With divorce proceedings ongoing or completed, a significant number of child abductions happen by noncustodial parents, by forcefully relocating the child to another country. Such abductions can also be called parental kidnappings. Parental kidnappings have traumatic effects on the child and qualify as child abuse. Child abductions are quite difficult to deal with, especially the cross-border abductions. In this article, we will discuss the cross-border child abduction to India and the legal course of action one can expect.
Cross-border child abduction
Cross-border abduction can be defined as follows: a child is wrongfully removed from a country and brought to another country by one parent (mostly the country of origin of the parent concerned), without the consent of the other parent. Such family disputes mostly arise when marriages break down and the ‘foreign’ parent fears losing the child.
The Hague Convention
The Hague Convention (1980) — the Hague Convention on the Civil Aspects of International Child Abduction — is a multilateral treaty that ensures that children abducted to another country are returned to their rightful parent or guardian. Countries that have ratified the Hague Convention, have to align their domestic laws concerning child abduction with their obligations under the Convention. This means preserve a status quo child custody arrangement that existed immediately before an alleged wrongful removal or retention. The aim is to deter a parent from crossing international borders to find a court that would rule a custody battle in his/her favour.
Even though the Convention is a good instrument in the event a child is abducted to a country that has ratified the Convention. However, as of February 2020, only 101 nations have ratified the Convention. Bringing back a child from a non-ratifying country could be a tedious process as the local laws apply (which may or may not be compliant with the provisions in the Convention) and sovereign nations cannot interfere with each other's legal systems, judiciaries, or law enforcement. However, some countries may still give priority to the child’s welfare and rights by integrating measures in their own laws to tackle cross-border child abduction. For the treaty to apply, the child must be under the age of 16.
If your child is taken by your (ex-) partner to India, then you should know that India has not ratified the Hague Convention. The reason for this that many women who marry abroad bring their children back with them. These women often do so to escape an abusive relationship/domestic violence. Ratifying the Hague Convention would only aggravate the situation in such cases. Despite this legal setback, Indian Constitution does treat cross-border child abduction cases as custody cases by incorporating certain provisions to help parents whose children have been taken to India. Also, the definition of abduction in the Indian Constitution overlaps the definition under the Hague Convention.

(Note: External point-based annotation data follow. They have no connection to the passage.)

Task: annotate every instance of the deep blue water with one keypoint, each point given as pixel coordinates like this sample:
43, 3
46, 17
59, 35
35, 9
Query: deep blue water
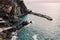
41, 29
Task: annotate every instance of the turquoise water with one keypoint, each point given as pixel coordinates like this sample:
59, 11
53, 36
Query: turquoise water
41, 29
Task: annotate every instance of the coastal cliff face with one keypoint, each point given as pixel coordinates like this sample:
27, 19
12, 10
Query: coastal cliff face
42, 29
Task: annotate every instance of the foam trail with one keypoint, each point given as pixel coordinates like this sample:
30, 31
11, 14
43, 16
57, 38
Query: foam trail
35, 37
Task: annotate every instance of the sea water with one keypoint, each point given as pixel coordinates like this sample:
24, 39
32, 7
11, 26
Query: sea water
41, 28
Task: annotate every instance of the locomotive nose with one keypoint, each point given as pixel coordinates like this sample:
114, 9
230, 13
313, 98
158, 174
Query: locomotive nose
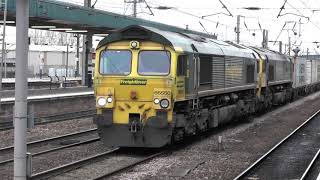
134, 95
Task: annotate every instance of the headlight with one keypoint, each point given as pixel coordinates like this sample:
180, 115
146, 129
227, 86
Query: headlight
102, 101
164, 103
109, 99
156, 101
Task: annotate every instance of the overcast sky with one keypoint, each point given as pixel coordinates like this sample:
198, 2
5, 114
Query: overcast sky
188, 12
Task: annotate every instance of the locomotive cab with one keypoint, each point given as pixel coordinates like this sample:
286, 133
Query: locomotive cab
135, 92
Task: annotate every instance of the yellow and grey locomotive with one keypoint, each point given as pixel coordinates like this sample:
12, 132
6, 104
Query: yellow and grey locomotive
154, 87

According to the Indian Constitution, parties can file a petition with the State High Court to summon both the abducting parent and child (a writ of Habeas Corpus against the abducting parent).
One can also see an overhaul of laws that that reflects the overarching aim of the Hague Convention.
The case law repeatedly stresses the importance of the welfare of the child in abduction cases and has held that the paramount welfare of the children would lie in shared parenting by ordering the return of the children.
Are you a parent whose child has been ‘abducted’ by the ex-partner and brought to India, then you can be a bit more assured that it is possible that your child can return to you.